Pour donner une idée de l’étendue de la sphère que la « Loi sur la régularisation des ateliers » embrassait dans son action, nous en citerons les articles suivants :

Art. 4. « Par métier on entend : Tout travail manuel exercé comme profession ou dans un but de gain et qui concourt à faire un article quelconque ou une partie d’un article, à le modifier, le réparer, l’orner, lui donner le fini (finish), ou à l’adapter de toute autre manière pour la vente. »

« Par atelier (workshop), on entend toute espèce de place, soit couverte, soit en plein air, où un métier quelconque est exercé par un enfant, un adolescent ou une femme, et où la personne par laquelle l’enfant, l’adolescent ou la femme est employé, a le droit d’accès et de direction (the right of access and control). »

« Par être employé, on entend être occupé dans un métier quelconque, moyennant salaire ou non, sous un patron ou sous un parent. »

« Par parent, on entend tout parent, tuteur ou autre personne ayant sous sa garde ou sous sa direction un enfant ou adolescent. »

L’art. 7, contenant les clauses pénales pour contravention à cette loi, soumet à des amendes non seulement le patron, parent ou non, mais encore « le parent ou la personne qui tire un bénéfice direct du travail de l’enfant, de l’adolescent ou de la femme, ou qui l’a sous son contrôle. »

La loi affectant les grands établissements, le Factory Acts extension Act, déroge à la loi de fabrique par une foule d’exceptions vicieuses et de lâches compromis avec les entrepreneurs.

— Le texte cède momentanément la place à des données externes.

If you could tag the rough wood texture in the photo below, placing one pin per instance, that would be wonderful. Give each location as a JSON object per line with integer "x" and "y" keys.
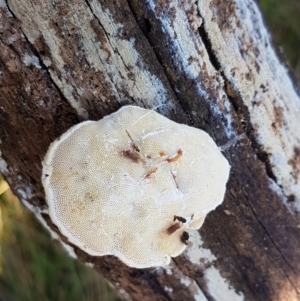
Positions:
{"x": 208, "y": 64}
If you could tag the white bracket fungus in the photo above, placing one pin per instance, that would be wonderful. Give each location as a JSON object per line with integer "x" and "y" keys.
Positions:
{"x": 132, "y": 185}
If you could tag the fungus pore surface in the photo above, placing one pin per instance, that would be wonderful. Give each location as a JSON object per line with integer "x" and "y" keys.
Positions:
{"x": 132, "y": 185}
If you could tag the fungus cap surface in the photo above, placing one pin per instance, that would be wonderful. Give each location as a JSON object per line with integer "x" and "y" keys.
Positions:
{"x": 115, "y": 186}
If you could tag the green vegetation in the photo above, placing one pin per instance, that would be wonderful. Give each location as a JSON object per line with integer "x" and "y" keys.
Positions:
{"x": 283, "y": 20}
{"x": 33, "y": 267}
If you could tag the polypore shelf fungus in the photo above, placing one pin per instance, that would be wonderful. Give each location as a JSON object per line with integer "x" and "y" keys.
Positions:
{"x": 132, "y": 185}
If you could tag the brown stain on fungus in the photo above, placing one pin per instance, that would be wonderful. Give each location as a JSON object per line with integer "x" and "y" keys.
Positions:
{"x": 176, "y": 157}
{"x": 295, "y": 164}
{"x": 131, "y": 155}
{"x": 173, "y": 228}
{"x": 150, "y": 172}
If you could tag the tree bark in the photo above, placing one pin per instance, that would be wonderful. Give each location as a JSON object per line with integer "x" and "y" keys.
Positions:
{"x": 209, "y": 64}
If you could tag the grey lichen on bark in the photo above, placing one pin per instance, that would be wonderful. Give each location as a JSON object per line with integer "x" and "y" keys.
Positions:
{"x": 209, "y": 64}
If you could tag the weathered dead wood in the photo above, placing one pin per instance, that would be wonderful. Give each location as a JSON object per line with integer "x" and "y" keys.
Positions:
{"x": 210, "y": 64}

La « loi pour la régularisation des ateliers, » misérable dans tous ses détails, resta lettre morte entre les mains des autorités municipales et locales, chargées de son exécution. Quand, en 1871, le Parlement leur retira ce pouvoir pour le conférer aux inspecteurs de fabrique, au ressort desquels il joignit ainsi d’un seul coup plus de cent mille ateliers et trois cents briqueteries, on prit en même temps soin de n’ajouter que huit subalternes à leur corps administratif déjà beaucoup trop faible[2].

Ce qui nous frappe donc dans la législation anglaise de 1867, c’est d’un côté la nécessité imposée au Parlement des classes dirigeantes d’adopter en principe des mesures si extraordinaires et sur une si large échelle contre les excès de l’exploitation capitaliste, et de l’autre côté l’hésitation, la répugnance et la mauvaise foi avec lesquelles il s’y prêta dans la pratique.

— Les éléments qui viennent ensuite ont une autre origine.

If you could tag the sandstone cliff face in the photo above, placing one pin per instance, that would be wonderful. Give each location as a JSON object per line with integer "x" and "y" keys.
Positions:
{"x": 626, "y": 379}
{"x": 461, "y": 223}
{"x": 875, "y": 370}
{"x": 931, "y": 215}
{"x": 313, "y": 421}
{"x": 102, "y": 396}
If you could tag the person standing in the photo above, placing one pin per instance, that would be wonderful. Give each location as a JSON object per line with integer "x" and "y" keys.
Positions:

La Commission d’enquête de 1862 proposa aussi une nouvelle réglementation de l’industrie minière, laquelle se distingue des autres industries par ce caractère exceptionnel que les intérêts du propriétaire foncier (landlord) et de l’entrepreneur capitaliste s’y donnent la main. L’antagonisme de ces deux intérêts avait été favorable à la législation de fabrique et, par contre, son absence suffit pour expliquer les lenteurs et les faux-fuyants de la législation sur les mines.

La Commission d’enquête de 1840 avait fait des révélations si terribles, si shocking, et provoquant un tel scandale en Europe que, par acquit de conscience, le Parlement passa le Mining Act (loi sur les mines) de 1842, où il se borna à interdire le travail sous terre, à l’intérieur des mines, aux femmes et aux enfants au‑dessous de dix ans.

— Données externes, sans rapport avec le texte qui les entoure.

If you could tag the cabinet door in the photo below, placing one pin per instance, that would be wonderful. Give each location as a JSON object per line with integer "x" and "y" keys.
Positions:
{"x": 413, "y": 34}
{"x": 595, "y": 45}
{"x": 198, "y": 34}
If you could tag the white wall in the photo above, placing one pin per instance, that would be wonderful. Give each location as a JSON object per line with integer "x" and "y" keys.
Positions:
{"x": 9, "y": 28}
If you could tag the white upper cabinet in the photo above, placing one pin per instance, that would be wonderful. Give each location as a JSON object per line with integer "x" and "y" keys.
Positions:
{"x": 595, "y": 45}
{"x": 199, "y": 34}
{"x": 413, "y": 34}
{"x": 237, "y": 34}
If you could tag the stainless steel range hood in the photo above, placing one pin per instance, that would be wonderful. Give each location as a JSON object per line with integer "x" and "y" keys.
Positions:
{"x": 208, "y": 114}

Une nouvelle loi, « The Mines Inspecting Act » (loi sur l’inspection des mines) de 1860, prescrit que les mines seront inspectées par des fonctionnaires publics, spécialement nommés à cet effet, et que de dix à douze ans, les jeunes garçons ne pourront être employés qu’à la condition d’être munis d’un certificat d’instruction ou de fréquenter l’école pendant un certain nombre d’heures. Cette loi resta sans effet à cause de l’insuffisance dérisoire du personnel des inspecteurs, des limites étroites de leurs pouvoirs et d’autres circonstances qu’on verra dans la suite.

Un des derniers livres bleus sur les mines : « Report from the select committee on Mines, etc., together with evidence », 13 juillet 1866, est l’œuvre d’un comité parlementaire choisi dans le sein de la

  1. Sensor, l. c. p. 320.
  2. Ce personnel se composait de deux inspecteurs, deux inspecteurs adjoints et quarante et un sous-inspecteurs. Huit sous-inspecteurs additionnels furent nommés en 1871. Tout le budget de cette administration qui embrasse l’Angleterre, l’Écosse et l’Irlande, ne s’élevait en 1871-72 qu’à 25 347 l. st., y inclus les frais légaux causes par des poursuites judiciaires des patrons en contravention.